Nicht, weil das Gedankengut der Menschen restlos verloren ist. Sondern, weil in Chats und Kommentarspalten so viele wichtige Aspekte eines Face-to-Face-Gesprächs fehlen. Es gibt keine Möglichkeit, die Stimme zu heben oder senken. Es gibt keine Möglichkeit, emotional zu werden, mimische Reaktionen zu zeigen – und an solche erinnern wir uns später immer mehr als an Worte. Es gibt nicht die Möglichkeit, Dinge zu betonen oder sich im selben Moment zu korrigieren, in dem man noch etwas sagen wollte. Das räumliche Umfeld und der größere Kontext des Gesprächs fehlt völlig; man tippt in Wahrheit lediglich in ein karges Textfeld, losgelöst von aller Persönlichkeit. Das alles sind Dinge, die unser Hirn braucht, um wichtige Informationen von unwichtigen zu entscheiden.

Selbst wenn man es also schafft, im Netz konstruktiv über Themen zu diskutieren, fehlt der emotionale Zusammenhang komplett – das erschwert es uns, uns überhaupt daran zu erinnern. Und über uns selbst lernen wir dabei schon gleich gar nichts.

Es gibt da keine keine Gelegenheit, anschließend über Gesagtes zu reflektieren. Keine Gelegenheit für Metakommunikation. Kein Lerneffekt. Was da geschrieben wird, verpufft im Nichts.

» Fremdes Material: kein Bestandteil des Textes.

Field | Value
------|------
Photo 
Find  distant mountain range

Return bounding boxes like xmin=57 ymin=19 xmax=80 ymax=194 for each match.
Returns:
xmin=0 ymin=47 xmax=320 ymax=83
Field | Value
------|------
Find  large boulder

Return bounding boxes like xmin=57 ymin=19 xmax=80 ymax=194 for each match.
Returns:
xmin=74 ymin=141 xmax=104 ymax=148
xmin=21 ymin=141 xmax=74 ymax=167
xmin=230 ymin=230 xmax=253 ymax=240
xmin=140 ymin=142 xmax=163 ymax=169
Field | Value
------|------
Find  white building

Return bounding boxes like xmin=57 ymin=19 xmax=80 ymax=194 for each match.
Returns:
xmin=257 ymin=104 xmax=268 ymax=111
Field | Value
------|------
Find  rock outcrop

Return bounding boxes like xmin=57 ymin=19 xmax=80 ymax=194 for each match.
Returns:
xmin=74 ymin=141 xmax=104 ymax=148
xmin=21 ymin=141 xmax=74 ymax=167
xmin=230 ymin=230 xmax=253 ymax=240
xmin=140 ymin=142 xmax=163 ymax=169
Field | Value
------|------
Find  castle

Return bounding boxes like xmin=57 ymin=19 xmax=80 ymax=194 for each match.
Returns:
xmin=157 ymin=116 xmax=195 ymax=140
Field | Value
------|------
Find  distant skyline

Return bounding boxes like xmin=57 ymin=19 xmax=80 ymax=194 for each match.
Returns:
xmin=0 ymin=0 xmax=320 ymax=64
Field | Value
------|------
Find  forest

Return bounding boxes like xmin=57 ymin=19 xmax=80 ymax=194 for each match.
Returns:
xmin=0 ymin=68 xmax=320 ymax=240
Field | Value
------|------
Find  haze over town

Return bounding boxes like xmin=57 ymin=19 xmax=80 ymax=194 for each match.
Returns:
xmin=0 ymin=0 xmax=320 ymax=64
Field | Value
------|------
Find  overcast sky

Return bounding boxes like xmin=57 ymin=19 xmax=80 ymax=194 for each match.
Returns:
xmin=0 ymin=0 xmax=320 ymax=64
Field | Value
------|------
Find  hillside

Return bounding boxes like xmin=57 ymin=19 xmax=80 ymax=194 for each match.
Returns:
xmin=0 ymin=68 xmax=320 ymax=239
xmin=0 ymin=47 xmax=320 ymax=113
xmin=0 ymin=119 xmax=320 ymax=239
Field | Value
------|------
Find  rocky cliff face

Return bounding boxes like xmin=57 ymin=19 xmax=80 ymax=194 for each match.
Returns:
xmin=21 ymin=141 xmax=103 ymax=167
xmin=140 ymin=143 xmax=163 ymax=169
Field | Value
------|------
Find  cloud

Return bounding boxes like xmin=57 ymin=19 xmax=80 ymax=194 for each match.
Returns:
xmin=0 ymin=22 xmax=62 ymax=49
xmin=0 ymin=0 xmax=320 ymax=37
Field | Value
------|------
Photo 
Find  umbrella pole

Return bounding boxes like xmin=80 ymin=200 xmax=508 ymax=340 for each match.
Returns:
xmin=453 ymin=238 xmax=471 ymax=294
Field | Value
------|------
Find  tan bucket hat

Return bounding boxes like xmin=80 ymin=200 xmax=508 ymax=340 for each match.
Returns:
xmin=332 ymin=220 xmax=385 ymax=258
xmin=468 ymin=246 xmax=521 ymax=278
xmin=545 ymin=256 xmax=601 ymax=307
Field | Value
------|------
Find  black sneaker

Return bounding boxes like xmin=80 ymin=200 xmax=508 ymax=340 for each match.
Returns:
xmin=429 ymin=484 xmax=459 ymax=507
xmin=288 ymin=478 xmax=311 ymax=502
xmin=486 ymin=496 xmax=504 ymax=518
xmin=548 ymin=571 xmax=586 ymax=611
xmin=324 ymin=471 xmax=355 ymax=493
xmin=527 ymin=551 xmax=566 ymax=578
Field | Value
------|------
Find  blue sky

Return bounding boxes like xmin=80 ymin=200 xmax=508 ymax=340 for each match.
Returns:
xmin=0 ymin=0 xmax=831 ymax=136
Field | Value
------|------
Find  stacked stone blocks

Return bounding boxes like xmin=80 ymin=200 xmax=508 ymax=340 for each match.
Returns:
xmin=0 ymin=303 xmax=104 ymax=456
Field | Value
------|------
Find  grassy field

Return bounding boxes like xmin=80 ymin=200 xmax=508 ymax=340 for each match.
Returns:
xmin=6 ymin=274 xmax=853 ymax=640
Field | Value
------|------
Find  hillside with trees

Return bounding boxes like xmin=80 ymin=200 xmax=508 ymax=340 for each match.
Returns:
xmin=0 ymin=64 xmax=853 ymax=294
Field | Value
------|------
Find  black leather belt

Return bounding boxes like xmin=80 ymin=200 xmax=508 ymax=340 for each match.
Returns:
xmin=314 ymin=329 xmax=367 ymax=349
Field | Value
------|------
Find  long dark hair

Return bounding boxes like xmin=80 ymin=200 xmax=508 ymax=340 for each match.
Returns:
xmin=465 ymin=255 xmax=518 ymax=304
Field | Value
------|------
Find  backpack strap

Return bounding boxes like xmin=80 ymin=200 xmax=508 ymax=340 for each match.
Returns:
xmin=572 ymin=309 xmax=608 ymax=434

Zum Umgang mit Internet-Trollen gibt es übrigens auch nur einen logischen Ratschlag: Ignorieren. "Mit einem Troll zu argumentieren, ist wie ein Ringkampf mit einem Schwein", schreibt der Kommunikationsberater Aeron Huertas. "Beide werden dreckig, und dem Schwein macht es Spaß."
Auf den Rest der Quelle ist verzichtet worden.